Warning: rant ahead. Decided to put on DT12 yesterday, and it still doesn't excite me like other DT albums do. I know all the tunes at this point, I've warmed up to the first few tracks, but the rest is just OK or samey, but decent metal tunes. I really don't like the closing epic, it's not well put together, but it has a lot of cool parts. It's a heavy riffy song that has these two sections of music in the middle that do not belong, with a nice secret ending which should have been longer. It is a big red flag that Portnoy was the master arranger in the music. Even now with DOT, and I like the new album, there are still these moments of technicality for the sake of it, or crazy time signatures everywhere, without regard to how it affects the flow of the song. Same with ADTOE which I also enjoy. It's why I don't think Planet X is super amazing, at least a full album of them, it's all head music with a dash of jazz thrown in. I still also hear moments in DOT where it's like "oh that's a thing they do now" whether it's chord progression choices, or whatnot.
It has nothing to do with 'influences on their sleeves' as we still get that during the Mangini era. I think MP was the filter and arranger, and I still think nothing released since BC&SL is "great". All IMO of course. There's been some good tunes for sure, but I think I still would have been fine with a 5-6 year break instead of getting the last 4 albums, even as I still am in the honeymoon phase of the new album. Imagine the band came back last year with all the ideas they came up with over the past 9 years (all the raw material from ADTOE-DT12-TA-DOT mixed with ideas MP would have, and I don't think he'd be as much about bringing in extreme metal or U2 influences at this point) to make a massive album that would probably have competed with I&W or Six Degrees but with MP on drums.

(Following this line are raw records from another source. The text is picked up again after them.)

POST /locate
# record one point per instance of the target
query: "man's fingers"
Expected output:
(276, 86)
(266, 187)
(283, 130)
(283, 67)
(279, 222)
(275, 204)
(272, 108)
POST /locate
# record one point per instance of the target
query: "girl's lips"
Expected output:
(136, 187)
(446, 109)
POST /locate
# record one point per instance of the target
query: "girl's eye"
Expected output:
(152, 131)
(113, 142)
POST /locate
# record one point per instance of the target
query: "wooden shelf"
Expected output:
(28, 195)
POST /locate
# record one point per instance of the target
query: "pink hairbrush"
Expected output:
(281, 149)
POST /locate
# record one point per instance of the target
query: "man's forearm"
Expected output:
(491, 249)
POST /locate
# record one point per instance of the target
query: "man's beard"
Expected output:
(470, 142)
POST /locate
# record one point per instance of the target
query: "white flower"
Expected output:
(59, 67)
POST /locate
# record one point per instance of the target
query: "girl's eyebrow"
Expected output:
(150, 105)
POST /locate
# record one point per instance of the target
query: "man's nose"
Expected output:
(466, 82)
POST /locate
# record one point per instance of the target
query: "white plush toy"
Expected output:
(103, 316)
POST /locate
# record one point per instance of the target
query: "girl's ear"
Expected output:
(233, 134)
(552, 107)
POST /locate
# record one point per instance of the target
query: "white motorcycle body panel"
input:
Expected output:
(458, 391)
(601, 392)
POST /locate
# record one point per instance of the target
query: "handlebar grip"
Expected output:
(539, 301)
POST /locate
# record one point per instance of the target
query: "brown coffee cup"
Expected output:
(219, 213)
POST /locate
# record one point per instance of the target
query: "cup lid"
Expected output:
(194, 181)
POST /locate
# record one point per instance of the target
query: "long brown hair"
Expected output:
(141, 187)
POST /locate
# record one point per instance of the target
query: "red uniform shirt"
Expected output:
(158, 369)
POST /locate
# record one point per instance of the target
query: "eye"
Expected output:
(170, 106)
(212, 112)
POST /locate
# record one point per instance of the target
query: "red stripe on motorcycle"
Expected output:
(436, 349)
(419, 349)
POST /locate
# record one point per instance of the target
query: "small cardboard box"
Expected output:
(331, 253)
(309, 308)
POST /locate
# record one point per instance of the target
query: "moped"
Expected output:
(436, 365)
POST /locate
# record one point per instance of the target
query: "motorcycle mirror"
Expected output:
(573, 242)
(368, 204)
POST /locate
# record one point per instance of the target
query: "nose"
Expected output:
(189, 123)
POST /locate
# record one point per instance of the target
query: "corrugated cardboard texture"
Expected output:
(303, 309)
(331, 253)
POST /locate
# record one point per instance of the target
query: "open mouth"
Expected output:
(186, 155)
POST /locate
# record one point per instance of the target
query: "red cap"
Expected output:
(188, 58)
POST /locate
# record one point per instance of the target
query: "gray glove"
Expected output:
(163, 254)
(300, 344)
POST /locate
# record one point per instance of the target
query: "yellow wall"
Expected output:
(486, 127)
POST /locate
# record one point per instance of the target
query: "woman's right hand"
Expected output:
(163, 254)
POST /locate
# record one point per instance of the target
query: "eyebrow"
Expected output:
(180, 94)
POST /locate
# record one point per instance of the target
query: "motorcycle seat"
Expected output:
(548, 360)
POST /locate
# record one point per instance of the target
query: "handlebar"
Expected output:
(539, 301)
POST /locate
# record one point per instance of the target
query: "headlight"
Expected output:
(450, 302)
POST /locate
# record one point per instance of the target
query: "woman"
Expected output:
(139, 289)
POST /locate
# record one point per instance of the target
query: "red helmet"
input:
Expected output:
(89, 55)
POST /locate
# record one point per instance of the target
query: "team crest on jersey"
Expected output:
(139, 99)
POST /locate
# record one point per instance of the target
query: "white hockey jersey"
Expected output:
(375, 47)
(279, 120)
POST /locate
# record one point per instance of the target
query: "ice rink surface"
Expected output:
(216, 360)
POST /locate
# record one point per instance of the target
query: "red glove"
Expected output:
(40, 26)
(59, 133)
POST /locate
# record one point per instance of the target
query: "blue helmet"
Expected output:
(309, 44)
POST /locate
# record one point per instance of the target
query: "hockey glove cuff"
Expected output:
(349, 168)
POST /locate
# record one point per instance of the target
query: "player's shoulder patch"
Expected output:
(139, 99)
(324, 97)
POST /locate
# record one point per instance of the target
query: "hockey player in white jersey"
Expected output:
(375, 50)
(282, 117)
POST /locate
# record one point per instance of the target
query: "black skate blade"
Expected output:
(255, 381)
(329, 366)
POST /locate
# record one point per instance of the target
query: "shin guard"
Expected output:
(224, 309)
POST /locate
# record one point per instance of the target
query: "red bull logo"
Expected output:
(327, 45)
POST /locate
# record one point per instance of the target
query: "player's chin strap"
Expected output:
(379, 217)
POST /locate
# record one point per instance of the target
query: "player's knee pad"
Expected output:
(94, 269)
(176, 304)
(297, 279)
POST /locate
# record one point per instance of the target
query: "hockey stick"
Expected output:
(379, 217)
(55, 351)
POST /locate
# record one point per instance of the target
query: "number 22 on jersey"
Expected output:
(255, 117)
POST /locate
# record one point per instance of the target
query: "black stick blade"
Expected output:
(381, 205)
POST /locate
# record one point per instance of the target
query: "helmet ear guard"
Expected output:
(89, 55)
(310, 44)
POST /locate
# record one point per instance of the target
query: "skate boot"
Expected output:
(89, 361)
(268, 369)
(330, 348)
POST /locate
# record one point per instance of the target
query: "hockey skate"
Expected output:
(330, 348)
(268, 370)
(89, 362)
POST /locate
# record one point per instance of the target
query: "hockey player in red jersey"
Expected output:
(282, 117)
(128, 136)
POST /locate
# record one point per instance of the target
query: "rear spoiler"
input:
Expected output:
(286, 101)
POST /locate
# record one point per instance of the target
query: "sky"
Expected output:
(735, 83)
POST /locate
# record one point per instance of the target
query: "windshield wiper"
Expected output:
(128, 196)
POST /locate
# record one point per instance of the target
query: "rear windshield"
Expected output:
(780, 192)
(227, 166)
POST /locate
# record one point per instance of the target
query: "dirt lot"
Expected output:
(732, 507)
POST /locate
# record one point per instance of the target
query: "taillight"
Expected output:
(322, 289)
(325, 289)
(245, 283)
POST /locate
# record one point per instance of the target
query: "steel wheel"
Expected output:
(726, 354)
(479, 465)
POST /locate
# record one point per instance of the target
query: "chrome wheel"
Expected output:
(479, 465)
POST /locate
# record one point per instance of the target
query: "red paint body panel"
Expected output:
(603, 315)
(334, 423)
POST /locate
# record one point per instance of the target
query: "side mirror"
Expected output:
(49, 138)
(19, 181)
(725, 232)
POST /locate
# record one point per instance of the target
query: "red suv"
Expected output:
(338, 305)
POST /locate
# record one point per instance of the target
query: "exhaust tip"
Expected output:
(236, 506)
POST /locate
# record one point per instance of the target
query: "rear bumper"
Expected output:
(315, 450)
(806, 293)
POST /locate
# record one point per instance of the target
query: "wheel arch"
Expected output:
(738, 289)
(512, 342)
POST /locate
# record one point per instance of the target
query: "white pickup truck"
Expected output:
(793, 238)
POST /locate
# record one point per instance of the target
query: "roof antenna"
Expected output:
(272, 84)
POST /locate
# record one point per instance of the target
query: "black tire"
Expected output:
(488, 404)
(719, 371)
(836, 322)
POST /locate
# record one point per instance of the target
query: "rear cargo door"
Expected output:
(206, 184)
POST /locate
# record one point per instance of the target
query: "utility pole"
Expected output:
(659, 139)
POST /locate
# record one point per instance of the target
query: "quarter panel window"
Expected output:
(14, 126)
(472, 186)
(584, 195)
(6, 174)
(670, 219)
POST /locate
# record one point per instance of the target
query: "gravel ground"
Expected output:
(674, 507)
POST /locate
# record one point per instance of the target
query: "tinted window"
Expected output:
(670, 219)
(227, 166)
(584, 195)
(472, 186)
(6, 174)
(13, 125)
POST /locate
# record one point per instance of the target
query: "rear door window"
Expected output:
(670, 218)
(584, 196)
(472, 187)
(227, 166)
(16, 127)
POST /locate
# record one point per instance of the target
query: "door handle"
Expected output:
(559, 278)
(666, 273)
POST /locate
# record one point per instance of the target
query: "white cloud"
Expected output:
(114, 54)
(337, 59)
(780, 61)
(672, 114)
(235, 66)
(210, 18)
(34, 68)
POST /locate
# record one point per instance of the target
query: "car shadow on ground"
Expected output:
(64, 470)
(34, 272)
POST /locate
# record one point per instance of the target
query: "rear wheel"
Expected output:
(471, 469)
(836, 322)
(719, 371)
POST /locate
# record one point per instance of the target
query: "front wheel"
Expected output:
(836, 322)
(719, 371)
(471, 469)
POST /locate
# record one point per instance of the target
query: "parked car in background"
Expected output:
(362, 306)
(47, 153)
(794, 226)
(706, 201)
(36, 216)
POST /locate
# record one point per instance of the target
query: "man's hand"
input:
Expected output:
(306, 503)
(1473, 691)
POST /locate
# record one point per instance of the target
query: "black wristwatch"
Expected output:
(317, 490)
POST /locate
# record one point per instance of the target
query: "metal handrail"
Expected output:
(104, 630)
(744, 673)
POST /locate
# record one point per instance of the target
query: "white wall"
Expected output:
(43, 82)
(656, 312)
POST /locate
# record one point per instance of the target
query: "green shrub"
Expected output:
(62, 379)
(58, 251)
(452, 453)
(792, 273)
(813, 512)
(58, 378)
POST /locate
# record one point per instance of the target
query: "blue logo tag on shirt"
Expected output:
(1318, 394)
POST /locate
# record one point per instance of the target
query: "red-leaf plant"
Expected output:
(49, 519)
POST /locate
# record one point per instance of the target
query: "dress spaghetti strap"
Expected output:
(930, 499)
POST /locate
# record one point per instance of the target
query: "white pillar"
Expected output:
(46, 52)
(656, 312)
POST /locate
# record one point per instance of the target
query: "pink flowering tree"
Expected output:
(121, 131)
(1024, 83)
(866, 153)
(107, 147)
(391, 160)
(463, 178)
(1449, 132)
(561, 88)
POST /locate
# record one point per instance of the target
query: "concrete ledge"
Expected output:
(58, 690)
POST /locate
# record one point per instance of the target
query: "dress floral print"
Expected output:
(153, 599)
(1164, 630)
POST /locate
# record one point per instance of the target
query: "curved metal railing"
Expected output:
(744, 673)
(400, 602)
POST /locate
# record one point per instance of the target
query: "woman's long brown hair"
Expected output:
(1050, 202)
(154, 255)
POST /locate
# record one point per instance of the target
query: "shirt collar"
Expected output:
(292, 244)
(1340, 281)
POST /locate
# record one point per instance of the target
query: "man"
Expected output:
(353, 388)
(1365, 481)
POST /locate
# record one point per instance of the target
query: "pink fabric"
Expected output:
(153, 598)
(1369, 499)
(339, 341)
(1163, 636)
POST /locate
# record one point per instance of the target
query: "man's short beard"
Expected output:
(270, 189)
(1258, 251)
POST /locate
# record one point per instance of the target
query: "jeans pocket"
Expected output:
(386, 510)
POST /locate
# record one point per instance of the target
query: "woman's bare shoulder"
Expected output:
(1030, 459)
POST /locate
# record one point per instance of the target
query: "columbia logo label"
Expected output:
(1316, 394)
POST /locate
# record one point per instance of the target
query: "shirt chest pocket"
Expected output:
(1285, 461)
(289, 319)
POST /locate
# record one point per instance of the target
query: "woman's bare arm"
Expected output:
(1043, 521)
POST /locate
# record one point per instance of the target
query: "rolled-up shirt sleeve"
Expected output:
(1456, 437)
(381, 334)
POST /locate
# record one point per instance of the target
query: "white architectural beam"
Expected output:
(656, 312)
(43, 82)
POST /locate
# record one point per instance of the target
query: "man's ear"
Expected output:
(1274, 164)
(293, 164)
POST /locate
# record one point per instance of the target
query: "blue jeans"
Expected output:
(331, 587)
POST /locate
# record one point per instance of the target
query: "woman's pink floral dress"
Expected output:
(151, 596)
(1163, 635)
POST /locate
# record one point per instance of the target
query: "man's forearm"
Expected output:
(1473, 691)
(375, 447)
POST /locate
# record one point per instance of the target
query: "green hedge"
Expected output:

I think the one individual album would be better than the combined forces of the last 4 albums.
The thing with Mangini is he's a tech-metal drummer whereas MP is a prog-rock/metal drummer who had more creative control over the music than just about any other drummer I can think of, and I think that changes a lot of aspects of Dream Theater that I always thought were more unique to the band than other bands out there, prog, rock, metal, or otherwise. Losing Kevin Moore was tough on the band's sound, because he had a styles you don't find in keyboardists post-early 90s, but early Rudess was great. I think after 8vm they just all went through the motions, though. That, and trying to be 'current' messed up their sound. I would have rather the band totally reinvent their sound instead of pushing for the modern metal sound they went for on SC, or the "return to roots" style of the last few albums, which I don't think is accurate anyway as the music now is darker, more brooding. Sure they've brought in lighter, more melodic, major key stuff back on recent albums, but at best it reminds me of that kind of stuff from Six Degrees, not I&W or Awake. But I want the band to be progressive. They don't have to reinvent the wheel or anything, but the last few albums seem"regressive" or just a mix-and-match of what they had been doing with Portnoy on the last couple of albums with him. The Astonishing wasn't this, we can talk further on that if you want. Anyway, I ranted too long, no time to edit.